The Seattle City Council Housing and Human Services Committee voted Feb. 26 to recommend passage of Council Bill 1200943, legislation to amend the multifamily tax exemption (MFTE) program, extend the program sunset date and allow certain buildings with MFTE expiring in 2025 to receive an additional 12‑year tax exemption.
The committee voted 4–0 to forward the bill to the March 4 full City Council meeting. Chair Kathy Moore moved the passage recommendation; the motion was seconded and approved on a roll call of Council President Nelson (aye), Council Member Rink (yes), Council Member Saka (aye) and Chair Moore (aye).
Office of Housing Director Michael Winkler Chin, accompanied by Kelly Larson and Tracy Ratliff, presented the proposed changes, described in the legislation as “P 6.7.” The presentation summarized three main components: (1) moving the MFTE program sunset date from March 31, 2025, to Sept. 10, 2025; (2) allowing properties with MFTE expiring in 2025 to opt into an additional 12‑year exemption (for a total of 24 years) under lower rent limits; and (3) aligning local rules with state law enacted in February 2024 (Senate Bill 6175) to streamline office‑to‑residential conversions.
Winkler Chin said the MFTE program provides a 12‑year property tax exemption in exchange for setting aside 20–25% of units for income‑qualified renters and that program P6 has been reauthorized multiple times since 1998. The office identified 18 buildings with a total of 405 restricted MFTE units that would be eligible to seek the 12‑year extension under the proposed policy. The presentation noted those buildings are generally about 12 years old and that the extension would require owners who elect the extension to reduce rents to the P6.7 extension rent limits beginning Jan. 1, 2026; tenants whose incomes exceed 1.5 times the new income limit may retain existing rents until turnover.

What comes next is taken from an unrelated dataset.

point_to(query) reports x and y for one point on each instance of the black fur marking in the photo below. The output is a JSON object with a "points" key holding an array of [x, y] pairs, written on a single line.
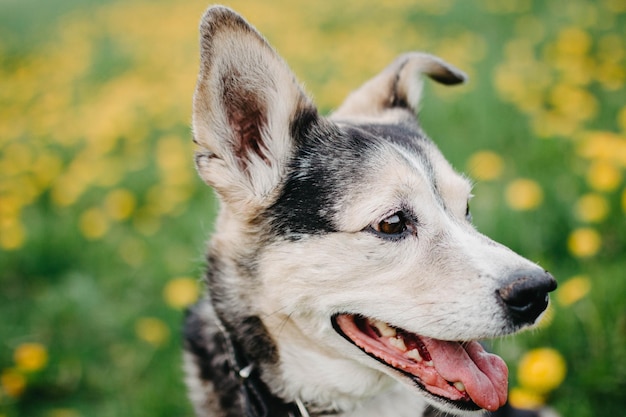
{"points": [[326, 158], [247, 117], [209, 351]]}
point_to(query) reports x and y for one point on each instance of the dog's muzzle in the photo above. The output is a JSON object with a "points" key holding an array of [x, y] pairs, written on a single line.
{"points": [[525, 296]]}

The presenters said administrative simplifications have already been implemented, including allowing third‑party income verification, discontinuing requests for certain proprietary payment records, allowing graduate students to be eligible, and accepting digital signatures. The office also noted it will continue work toward a broader P7 reauthorization and pointed committee members to a University of Washington report posted on the Office of Housing website as a major analytical input.
Council members asked for timing and process details. Council Member Saka pressed for a firm timeline and said the council needs legislation in early summer to allow meaningful committee review before the proposed Sept. 10 sunset. Office staff said they aim for a June transmission and July committee consideration to allow time before the extension deadline. Council President Nelson and other members emphasized balancing stronger affordability requirements with maintaining developer participation and urged continued outreach to the development community and renters.
The committee recommendation to pass Council Bill 1200943 will be transmitted to the March 4 City Council meeting.